# Saddle size conversion....



## Muppetgirl

Ok, can someone give me a 'list' of comparative sizes between English and western saddles? For example a 17" English saddle is equivalent to a ?" Western saddle......

Also, can anyone give me a good explanation of the different tree sizes in English saddles.......

It's been a long time since I've sat in an English saddle and was thinking of getting a GP saddle to pop on my horse every now and again for a change.....

Can anyone recommend tree size for a wide shouldered/low withered horse? 

Just to give me an idea of what I might or might not want. My horse was difficult to fit a reining saddle on, so I suspect an English saddle might give me the same grief

Thanks!

Ps. Must add, have spent many many hours in English saddles......only ever had to buy two of them.....about 15 years ago!!!! I've gone blank!


----------



## SorrelHorse

Well, I'm not sure what the exact measurement is...

I need a 15'' reining saddle, a 13.5 barrel saddle, and a 15.5 english saddle suits me fine if that helps!

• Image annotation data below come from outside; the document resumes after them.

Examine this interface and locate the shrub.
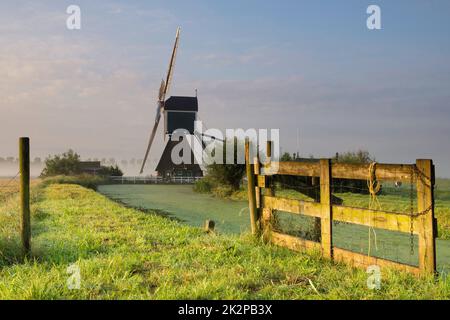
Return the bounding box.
[41,174,106,190]
[194,178,213,193]
[212,185,234,198]
[206,138,245,191]
[41,150,81,177]
[97,165,123,177]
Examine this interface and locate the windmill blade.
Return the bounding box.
[160,27,181,101]
[158,80,166,101]
[140,109,161,174]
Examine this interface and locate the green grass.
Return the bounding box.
[0,185,450,299]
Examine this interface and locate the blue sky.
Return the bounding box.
[0,0,450,177]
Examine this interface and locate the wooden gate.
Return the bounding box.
[245,141,437,274]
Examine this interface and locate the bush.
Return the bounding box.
[194,178,213,193]
[202,138,245,191]
[41,150,123,180]
[41,174,106,190]
[212,185,235,198]
[41,150,81,177]
[97,165,123,177]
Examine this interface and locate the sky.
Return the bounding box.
[0,0,450,177]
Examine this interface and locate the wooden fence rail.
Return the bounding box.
[246,141,437,275]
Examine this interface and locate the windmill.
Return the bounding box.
[140,27,203,177]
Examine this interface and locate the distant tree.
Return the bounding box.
[97,165,123,177]
[280,152,293,161]
[335,150,375,164]
[41,150,81,177]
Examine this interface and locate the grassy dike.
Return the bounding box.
[0,184,450,299]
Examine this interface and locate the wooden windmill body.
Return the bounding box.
[141,28,203,179]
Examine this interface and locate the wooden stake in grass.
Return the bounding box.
[245,138,259,235]
[19,138,31,255]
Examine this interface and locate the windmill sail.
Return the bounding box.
[140,27,180,174]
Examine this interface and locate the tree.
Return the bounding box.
[335,150,375,164]
[97,165,123,177]
[280,152,293,161]
[41,150,81,177]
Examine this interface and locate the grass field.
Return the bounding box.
[98,185,450,273]
[0,185,450,299]
[0,177,40,203]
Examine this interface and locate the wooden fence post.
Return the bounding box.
[245,138,259,235]
[416,159,436,274]
[19,138,31,255]
[261,141,275,228]
[320,159,333,259]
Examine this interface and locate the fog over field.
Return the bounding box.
[0,0,450,177]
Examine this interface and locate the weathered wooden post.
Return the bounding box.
[245,138,259,235]
[416,160,436,274]
[19,138,31,255]
[320,159,333,259]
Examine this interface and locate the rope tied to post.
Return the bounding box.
[367,162,381,257]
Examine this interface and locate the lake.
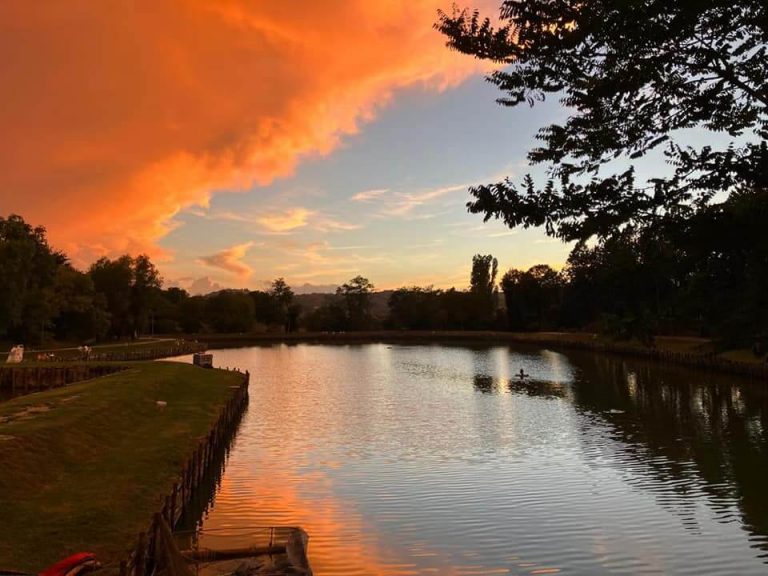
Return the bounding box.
[176,344,768,576]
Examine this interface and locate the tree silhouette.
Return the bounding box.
[436,0,768,240]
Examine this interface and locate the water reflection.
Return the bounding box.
[178,345,768,575]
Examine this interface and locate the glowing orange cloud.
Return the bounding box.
[200,242,253,278]
[0,0,492,258]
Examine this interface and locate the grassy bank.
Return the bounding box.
[0,362,240,571]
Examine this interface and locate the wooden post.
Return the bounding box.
[133,532,147,576]
[168,482,179,530]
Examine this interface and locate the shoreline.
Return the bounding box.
[195,330,768,381]
[0,362,247,574]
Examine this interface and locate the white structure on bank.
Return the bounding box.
[6,344,24,364]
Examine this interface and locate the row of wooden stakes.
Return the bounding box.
[120,372,250,576]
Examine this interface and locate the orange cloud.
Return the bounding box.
[256,208,314,232]
[0,0,492,262]
[199,242,253,278]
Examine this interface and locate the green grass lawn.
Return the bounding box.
[0,362,240,572]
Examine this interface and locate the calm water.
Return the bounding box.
[182,344,768,575]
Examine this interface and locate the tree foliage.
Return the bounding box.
[436,0,768,240]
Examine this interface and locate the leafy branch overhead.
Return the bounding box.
[436,0,768,240]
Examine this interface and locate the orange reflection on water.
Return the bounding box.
[204,461,468,576]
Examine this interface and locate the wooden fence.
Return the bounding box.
[120,372,250,576]
[0,364,125,397]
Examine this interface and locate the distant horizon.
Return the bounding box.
[0,0,569,289]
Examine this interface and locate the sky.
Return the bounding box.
[0,0,569,292]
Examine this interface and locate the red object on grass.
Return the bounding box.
[38,552,98,576]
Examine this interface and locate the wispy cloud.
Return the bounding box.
[198,242,254,278]
[255,208,315,232]
[351,188,389,202]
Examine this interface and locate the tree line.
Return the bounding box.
[0,210,768,345]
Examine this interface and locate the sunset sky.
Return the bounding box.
[0,0,568,291]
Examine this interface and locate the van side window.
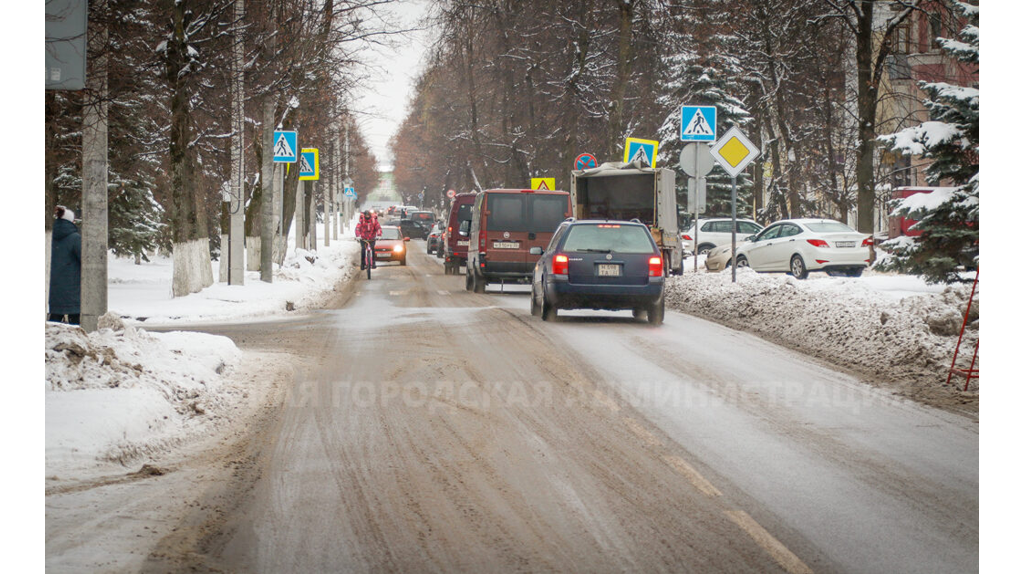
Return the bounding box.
[487,193,526,231]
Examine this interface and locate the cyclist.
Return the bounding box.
[355,210,382,269]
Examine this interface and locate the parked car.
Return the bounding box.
[736,219,871,279]
[442,193,476,275]
[466,189,570,293]
[399,211,434,239]
[680,217,763,255]
[374,225,409,265]
[427,223,441,254]
[530,220,666,325]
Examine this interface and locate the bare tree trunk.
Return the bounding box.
[166,2,213,297]
[80,1,108,333]
[606,0,635,158]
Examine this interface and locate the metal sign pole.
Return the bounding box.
[731,176,736,282]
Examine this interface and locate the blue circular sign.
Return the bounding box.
[575,153,597,170]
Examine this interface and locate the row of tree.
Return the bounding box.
[45,0,385,295]
[390,0,963,282]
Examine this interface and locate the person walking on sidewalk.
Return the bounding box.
[47,206,82,325]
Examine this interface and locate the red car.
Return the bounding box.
[374,225,409,265]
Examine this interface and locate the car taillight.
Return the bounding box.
[647,257,665,277]
[551,255,569,275]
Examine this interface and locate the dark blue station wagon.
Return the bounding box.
[530,219,665,325]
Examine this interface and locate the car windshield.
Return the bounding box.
[381,227,402,239]
[562,224,655,253]
[804,221,856,233]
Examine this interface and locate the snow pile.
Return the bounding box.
[109,233,359,326]
[45,314,241,476]
[666,269,981,395]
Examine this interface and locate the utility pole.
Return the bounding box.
[309,181,317,251]
[227,0,246,285]
[81,1,108,333]
[259,101,275,283]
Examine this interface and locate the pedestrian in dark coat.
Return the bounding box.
[47,206,82,325]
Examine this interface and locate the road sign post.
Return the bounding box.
[679,105,718,273]
[574,153,597,171]
[623,137,658,168]
[711,126,761,282]
[529,177,555,191]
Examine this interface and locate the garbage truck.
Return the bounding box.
[569,162,683,274]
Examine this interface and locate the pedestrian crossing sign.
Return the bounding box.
[299,147,319,181]
[273,131,299,164]
[623,137,657,168]
[529,177,555,191]
[680,105,718,141]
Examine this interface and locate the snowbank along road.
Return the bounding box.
[136,241,979,573]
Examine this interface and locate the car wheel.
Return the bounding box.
[790,255,807,279]
[541,291,558,321]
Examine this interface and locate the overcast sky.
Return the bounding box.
[352,0,429,169]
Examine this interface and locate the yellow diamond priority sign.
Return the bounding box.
[711,126,761,177]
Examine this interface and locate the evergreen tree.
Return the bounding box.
[880,2,980,283]
[658,0,752,217]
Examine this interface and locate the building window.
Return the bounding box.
[928,14,942,48]
[893,23,910,54]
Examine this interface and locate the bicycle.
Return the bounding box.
[359,239,374,279]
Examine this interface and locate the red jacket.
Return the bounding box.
[355,217,382,240]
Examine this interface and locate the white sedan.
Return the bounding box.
[736,219,871,279]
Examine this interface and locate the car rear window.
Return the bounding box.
[527,195,569,233]
[804,221,856,233]
[487,193,526,231]
[562,224,657,253]
[487,193,569,233]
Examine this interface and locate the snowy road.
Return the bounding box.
[151,241,979,573]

Also subbing because I'm curious about the real conversion formula. :lol:


----------



## waresbear

A 17" English saddle would be equal to a 15" Western, generally speaking.


----------



## SorrelHorse

...
:rofl: Wares, I'm way off then.


----------



## WildAcreFarms

Yep that was my thoughts 17" english is the same is a 15" western which normally fits kids or very slim adult women. 17.5 is the standard size average English seat
and 18 is a larger seat (16" western) for larger ppl taller men heavier ladies 
plus size english riders usually get a 19" seat and many tall slim riders will get a 19" in a jumping saddle....


----------



## franknbeans

Well, I also don't fit the mold-I have a 16" reining saddle and my AP English was a 17". Same goes for my BO.......

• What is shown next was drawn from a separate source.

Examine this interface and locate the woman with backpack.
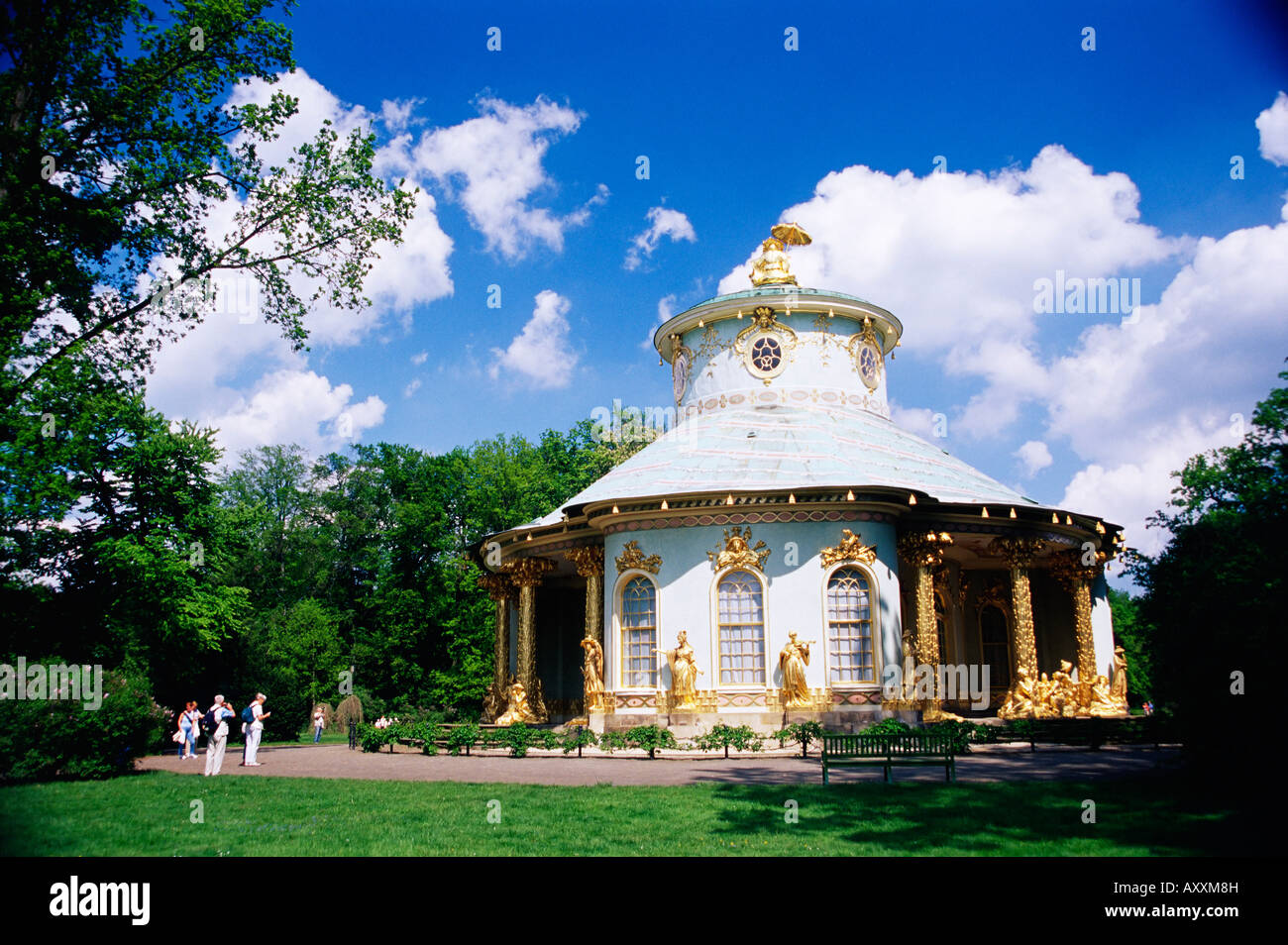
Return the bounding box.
[179,701,201,759]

As far as fitting a wide horse-I had an older Stubben for years-medium/wide tree and it fit my Clyde cross.......then I got a Bates CAIR, which was great also, since it was adjustable.


----------



## Saddlebag

The better english saddles are easier to fit than western because they are available in a wider range of widths than western.


----------



## freia

Generally, you add 2" to your Western saddle size to get your English size. That's ballpark.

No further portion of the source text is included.